Last night I couldn’t sleep, so I randomly tested a few AI coding tools. Three models, two refactoring tasks, one spreadsheet, and a whole lot of waiting for API calls to finish. Here’s what I found — in plain English, no marketing fluff.
The Short Version
Mistral is fast. Like, really fast. But “fast” doesn’t mean “better” when you’re refactoring a 500-line file and the code comes back broken.
I tested Mistral Codestral 2 (22B), Claude Sonnet 4.6, and a surprise contender called Fast Apply (7B) that does one thing and does it absurdly well. The results made me rethink how I build AI coding pipelines.
Part 1: What I Actually Tested
Hardware: RTX 4090, local API calls (except Claude, which runs on Anthropic’s servers)

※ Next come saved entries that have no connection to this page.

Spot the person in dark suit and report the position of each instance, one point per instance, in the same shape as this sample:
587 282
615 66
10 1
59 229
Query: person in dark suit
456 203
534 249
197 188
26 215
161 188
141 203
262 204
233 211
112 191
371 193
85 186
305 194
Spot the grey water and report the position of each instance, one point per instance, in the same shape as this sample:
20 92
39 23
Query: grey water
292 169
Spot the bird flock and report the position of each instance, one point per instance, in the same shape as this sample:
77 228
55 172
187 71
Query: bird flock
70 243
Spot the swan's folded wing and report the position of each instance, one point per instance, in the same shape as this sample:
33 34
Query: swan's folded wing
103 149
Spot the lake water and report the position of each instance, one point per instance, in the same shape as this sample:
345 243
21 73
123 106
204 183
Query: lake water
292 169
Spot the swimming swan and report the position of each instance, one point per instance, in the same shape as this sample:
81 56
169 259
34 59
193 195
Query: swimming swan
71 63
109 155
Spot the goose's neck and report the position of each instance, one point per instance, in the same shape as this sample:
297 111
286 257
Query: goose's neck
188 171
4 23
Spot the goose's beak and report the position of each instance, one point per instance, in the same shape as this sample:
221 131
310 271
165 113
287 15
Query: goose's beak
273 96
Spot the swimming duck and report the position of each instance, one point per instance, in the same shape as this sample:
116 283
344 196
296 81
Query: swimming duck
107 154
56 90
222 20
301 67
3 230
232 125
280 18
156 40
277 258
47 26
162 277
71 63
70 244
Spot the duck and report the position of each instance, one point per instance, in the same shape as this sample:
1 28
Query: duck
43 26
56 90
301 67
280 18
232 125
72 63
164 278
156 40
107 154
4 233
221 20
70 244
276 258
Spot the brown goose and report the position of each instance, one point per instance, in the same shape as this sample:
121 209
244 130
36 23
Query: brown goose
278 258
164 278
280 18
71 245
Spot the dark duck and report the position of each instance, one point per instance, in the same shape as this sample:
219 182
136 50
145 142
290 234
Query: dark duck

Refactoring Task 1: Take a messy Python auth module (380 lines, 12 functions, 4 classes) and:
- Extract duplicate validation logic into a shared helper
- Replace print statements with proper logging
- Add type hints everywhere
- Split the file into three smaller files
Refactoring Task 2: Take a JavaScript React component (450 lines) and:
- Convert class component to functional with hooks
- Extract API calls into a custom hook
- Memoize expensive computations
- Fix 6 memory leaks (unmounted component state updates)
How I measured:
- Time: Wall clock from prompt to final output
- Accuracy: Does the refactored code actually run without errors?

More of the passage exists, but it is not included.